Here's a mystery to occupy us until next time: It's too early to be cheating, but my mind started thinking about how I could cheat if I got to the point that it was more important to show the endgame than adhere to permadeath. My first thought was, of course, backing up the character save file, but the game is on to that trick. It must write the character names to some other file and record that they've been killed. I don't see that file, but I don't know anything about how Macs store anything. In any event, if I try to restore the save file for a slain character, the game just gives a message that "this game file seems to be invalid."
        
How does it know!?
       
Thus, my next thought: Back up the entire emulated hard drive. I store all my Mac games on a 500MB file called Game.dsk. While Zigwena was still active, I made a copy of that disk. When she died, I deleted the original drive and renamed the backup to the original's name. I launched it again, fired up BOSS—and it still somehow knew that I was cheaating. "This game file seems to be invalid," it said.
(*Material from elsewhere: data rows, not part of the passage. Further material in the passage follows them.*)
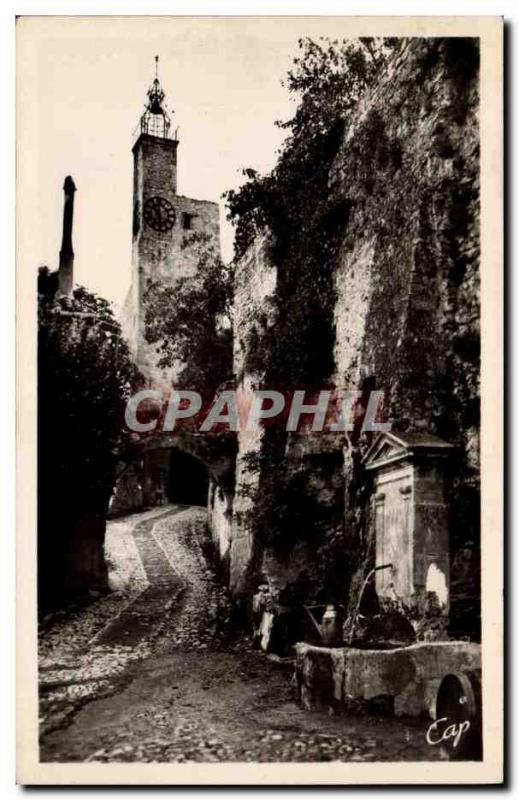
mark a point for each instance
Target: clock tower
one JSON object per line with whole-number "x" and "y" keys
{"x": 164, "y": 223}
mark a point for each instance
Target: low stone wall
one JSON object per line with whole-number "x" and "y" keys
{"x": 344, "y": 678}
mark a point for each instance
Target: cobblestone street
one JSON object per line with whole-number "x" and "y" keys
{"x": 152, "y": 672}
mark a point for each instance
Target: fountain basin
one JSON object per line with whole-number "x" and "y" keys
{"x": 406, "y": 678}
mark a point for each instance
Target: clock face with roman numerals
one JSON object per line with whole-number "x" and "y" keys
{"x": 159, "y": 214}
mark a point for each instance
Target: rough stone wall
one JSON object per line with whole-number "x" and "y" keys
{"x": 161, "y": 256}
{"x": 407, "y": 315}
{"x": 406, "y": 176}
{"x": 255, "y": 282}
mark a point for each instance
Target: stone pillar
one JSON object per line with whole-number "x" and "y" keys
{"x": 66, "y": 254}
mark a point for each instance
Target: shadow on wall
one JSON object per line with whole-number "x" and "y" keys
{"x": 188, "y": 482}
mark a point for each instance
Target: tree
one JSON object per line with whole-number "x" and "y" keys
{"x": 85, "y": 376}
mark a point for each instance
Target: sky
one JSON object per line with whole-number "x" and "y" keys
{"x": 82, "y": 85}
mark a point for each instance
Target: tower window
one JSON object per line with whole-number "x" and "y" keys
{"x": 187, "y": 221}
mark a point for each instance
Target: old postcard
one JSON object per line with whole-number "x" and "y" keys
{"x": 259, "y": 293}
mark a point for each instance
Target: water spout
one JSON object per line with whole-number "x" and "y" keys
{"x": 361, "y": 595}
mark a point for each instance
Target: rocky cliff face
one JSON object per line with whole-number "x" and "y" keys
{"x": 404, "y": 192}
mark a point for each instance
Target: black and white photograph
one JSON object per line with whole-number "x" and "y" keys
{"x": 259, "y": 382}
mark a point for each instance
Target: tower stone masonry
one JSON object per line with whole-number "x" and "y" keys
{"x": 164, "y": 224}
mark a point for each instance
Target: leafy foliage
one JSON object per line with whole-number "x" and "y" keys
{"x": 85, "y": 376}
{"x": 305, "y": 223}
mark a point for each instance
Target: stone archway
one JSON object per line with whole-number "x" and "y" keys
{"x": 188, "y": 479}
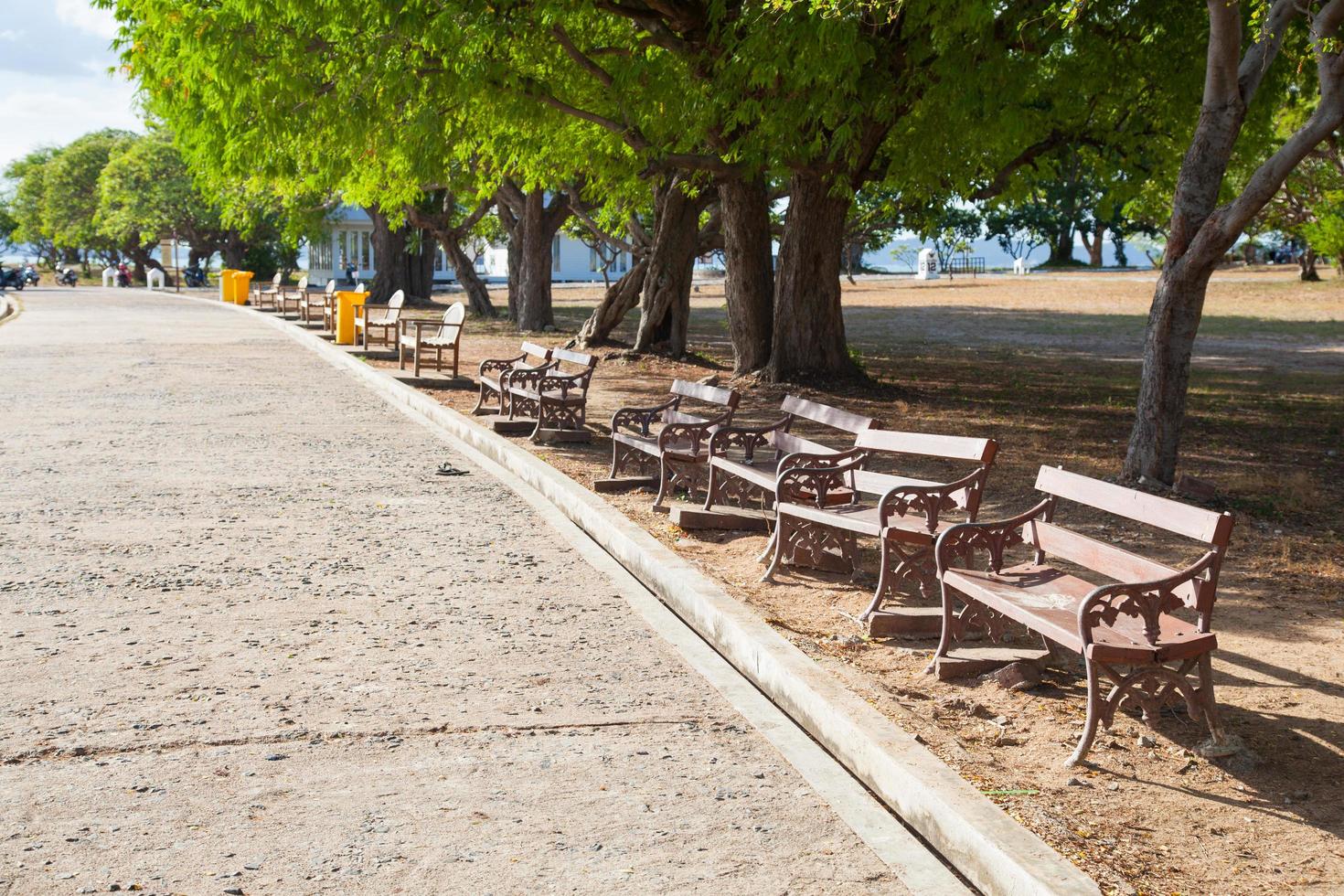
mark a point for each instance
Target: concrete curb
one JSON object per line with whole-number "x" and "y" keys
{"x": 980, "y": 840}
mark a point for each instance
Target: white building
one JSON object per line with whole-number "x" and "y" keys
{"x": 351, "y": 242}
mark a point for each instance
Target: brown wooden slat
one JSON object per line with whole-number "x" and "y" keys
{"x": 928, "y": 445}
{"x": 826, "y": 414}
{"x": 537, "y": 351}
{"x": 1098, "y": 557}
{"x": 712, "y": 394}
{"x": 788, "y": 443}
{"x": 572, "y": 357}
{"x": 1151, "y": 509}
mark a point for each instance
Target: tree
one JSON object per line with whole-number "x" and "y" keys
{"x": 1207, "y": 211}
{"x": 27, "y": 202}
{"x": 953, "y": 232}
{"x": 1018, "y": 229}
{"x": 71, "y": 195}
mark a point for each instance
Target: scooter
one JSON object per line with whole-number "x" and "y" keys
{"x": 11, "y": 280}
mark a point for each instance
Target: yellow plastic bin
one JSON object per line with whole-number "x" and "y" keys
{"x": 242, "y": 283}
{"x": 226, "y": 283}
{"x": 346, "y": 304}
Just for fun, I tried again with a new character (Jake). I saved him right after creation, then closed the emulator and duplicated the hard disk. I fired up the original. Jake loaded just fine. I saved and quit. I loaded the backup. Jake loaded fine. Saved and quit. Returned to the original, got Jake killed. Deleted the original, loaded the backup. The game somehow knew that Jake was dead. So there's no confusion, the game itself and all its directories are on the hard disk being backed up. I am truly baffled. Any ideas?